4.2. Calculate relative abundance for zOTUs. Now that we have out list of selected OTUs we can get the relative abundance for the zOTUs associated to those OTUs.
./get_zOTU_rel_abund.py otu_list.txt Decontaminated_zOTU_table.txt
This script outputs individual files named after the OTU associated to the zOTUs. They contain zOTU tables with relative abundance.
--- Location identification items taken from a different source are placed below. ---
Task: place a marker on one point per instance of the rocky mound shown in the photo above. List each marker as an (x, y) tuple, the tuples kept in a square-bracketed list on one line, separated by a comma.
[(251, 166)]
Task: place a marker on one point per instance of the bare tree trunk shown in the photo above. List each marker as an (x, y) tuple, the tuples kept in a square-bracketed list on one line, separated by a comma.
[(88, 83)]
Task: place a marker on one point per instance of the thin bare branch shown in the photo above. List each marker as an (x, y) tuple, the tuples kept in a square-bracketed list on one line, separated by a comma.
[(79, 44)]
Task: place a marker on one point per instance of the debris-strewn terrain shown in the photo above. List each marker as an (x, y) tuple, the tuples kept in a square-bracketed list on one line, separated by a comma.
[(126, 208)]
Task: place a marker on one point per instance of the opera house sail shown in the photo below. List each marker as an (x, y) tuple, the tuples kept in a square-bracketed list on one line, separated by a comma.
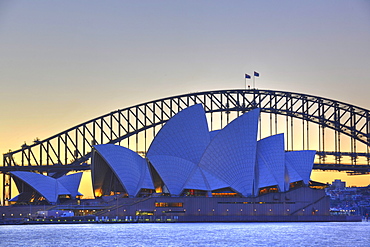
[(192, 174), (186, 159)]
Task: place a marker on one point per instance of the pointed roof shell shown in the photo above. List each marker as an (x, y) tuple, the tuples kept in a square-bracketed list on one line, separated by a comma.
[(129, 167), (185, 135), (271, 154), (231, 155)]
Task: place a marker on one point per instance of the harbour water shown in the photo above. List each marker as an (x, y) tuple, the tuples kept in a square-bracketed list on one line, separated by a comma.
[(189, 234)]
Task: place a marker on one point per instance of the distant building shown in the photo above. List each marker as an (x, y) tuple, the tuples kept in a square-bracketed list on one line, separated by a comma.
[(338, 184)]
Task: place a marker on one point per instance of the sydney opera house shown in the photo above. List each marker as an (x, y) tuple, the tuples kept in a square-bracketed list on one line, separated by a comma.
[(191, 172)]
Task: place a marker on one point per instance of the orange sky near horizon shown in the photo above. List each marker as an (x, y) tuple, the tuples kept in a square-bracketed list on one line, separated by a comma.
[(63, 63)]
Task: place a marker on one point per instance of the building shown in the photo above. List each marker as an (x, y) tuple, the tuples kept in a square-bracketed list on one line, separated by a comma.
[(40, 189), (191, 171)]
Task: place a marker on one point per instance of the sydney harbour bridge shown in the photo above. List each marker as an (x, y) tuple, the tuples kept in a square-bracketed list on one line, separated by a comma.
[(338, 131)]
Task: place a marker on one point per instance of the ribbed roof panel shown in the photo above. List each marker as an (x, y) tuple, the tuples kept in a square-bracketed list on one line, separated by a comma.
[(184, 136), (231, 155), (174, 171), (130, 168), (271, 161)]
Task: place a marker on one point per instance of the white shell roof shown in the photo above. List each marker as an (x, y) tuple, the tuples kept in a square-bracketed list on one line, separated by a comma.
[(130, 168), (174, 171), (301, 162), (71, 183), (49, 187), (291, 174), (271, 161), (203, 180), (231, 155), (185, 135)]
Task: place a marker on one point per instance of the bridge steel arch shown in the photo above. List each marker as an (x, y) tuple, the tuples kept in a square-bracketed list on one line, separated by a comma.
[(71, 149)]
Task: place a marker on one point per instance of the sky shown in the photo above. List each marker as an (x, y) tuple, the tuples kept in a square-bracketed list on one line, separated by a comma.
[(65, 62)]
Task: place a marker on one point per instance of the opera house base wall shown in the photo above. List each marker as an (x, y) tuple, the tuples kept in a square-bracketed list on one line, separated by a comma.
[(302, 201), (298, 205)]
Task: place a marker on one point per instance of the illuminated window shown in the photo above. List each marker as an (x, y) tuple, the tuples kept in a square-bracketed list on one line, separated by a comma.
[(169, 204)]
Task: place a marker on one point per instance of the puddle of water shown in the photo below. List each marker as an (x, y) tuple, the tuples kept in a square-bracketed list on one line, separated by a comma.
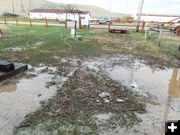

Relative abundance of zOTUs was calculated with OTU abundance for each sample as the total.
We selected the most relevant zOTUs for our study if they fulfilled the following criteria (all of them):
- They were represented by a total of reads of at least 100.
- Their maximum relative abundance was at least 1%
- They were present with a relative abundance of 5% in at least one sample.